Précédents internationaux

Réaffirmant que le Liban traverse une crise systémique, la BDL insiste sur l’absence de tout précédent historique dans lequel un État aurait effacé les droits de propriété de toutes les banques avant d’imposer une recapitalisation générale. Dans les cas étudiés, le processus commence par un diagnostic, suivi de la liquidation ou de la recapitalisation des institutions en difficulté, parfois avec effacement des droits de propriété dans certaines banques, mais sans jamais être appliqué au niveau du secteur entier.

La BDL a étayé son approche par une série d’exemples de crises survenues dans plusieurs pays, en exposant les mécanismes de leur gestion et le traitement réservé au secteur bancaire comme à la banque centrale.

- Chypre (2013): les bénéfices exceptionnels liés aux mécanismes de liquidité d’urgence (ELA) et aux instruments à haut rendement n’étaient reconnus qu’après une évaluation indépendante des comptes de l’État et de la banque centrale.

- Suède (1991–1993): l’État a garanti les engagements des banques, procédé à des diagnostics et à des interventions sélectives, recapitalisé les banques et, dans certains cas, pris temporairement le contrôle de certaines institutions (ex. Nordbanken), sans toutefois supprimer les droits de propriété de l’ensemble du secteur, maintenant ainsi l’intégrité du système.
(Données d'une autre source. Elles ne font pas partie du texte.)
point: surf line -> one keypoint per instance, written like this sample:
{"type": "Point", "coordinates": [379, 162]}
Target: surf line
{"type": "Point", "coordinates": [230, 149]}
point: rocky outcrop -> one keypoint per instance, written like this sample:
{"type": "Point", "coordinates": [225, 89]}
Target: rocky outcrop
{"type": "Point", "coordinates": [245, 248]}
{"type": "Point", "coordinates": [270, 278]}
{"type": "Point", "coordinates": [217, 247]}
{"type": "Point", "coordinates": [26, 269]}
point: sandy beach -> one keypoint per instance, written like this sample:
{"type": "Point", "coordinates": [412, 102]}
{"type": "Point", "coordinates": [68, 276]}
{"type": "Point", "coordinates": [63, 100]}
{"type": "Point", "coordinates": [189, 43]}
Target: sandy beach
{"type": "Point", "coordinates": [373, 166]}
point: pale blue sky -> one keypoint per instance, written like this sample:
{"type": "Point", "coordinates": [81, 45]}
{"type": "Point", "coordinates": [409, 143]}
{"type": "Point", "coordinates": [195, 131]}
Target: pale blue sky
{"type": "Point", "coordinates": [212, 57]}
- États-Unis (2008–2009): après la crise des subprimes, les autorités ont injecté des capitaux via le programme TARP et utilisé des stress tests pour identifier les lacunes et imposer des augmentations de capital ciblées, sans nationalisation généralisée ni effacement général des droits de propriété.

La BDL s’appuie sur ces précédents parmi d’autres pour contester les recommandations du FMI concernant le projet sur la Gap Law.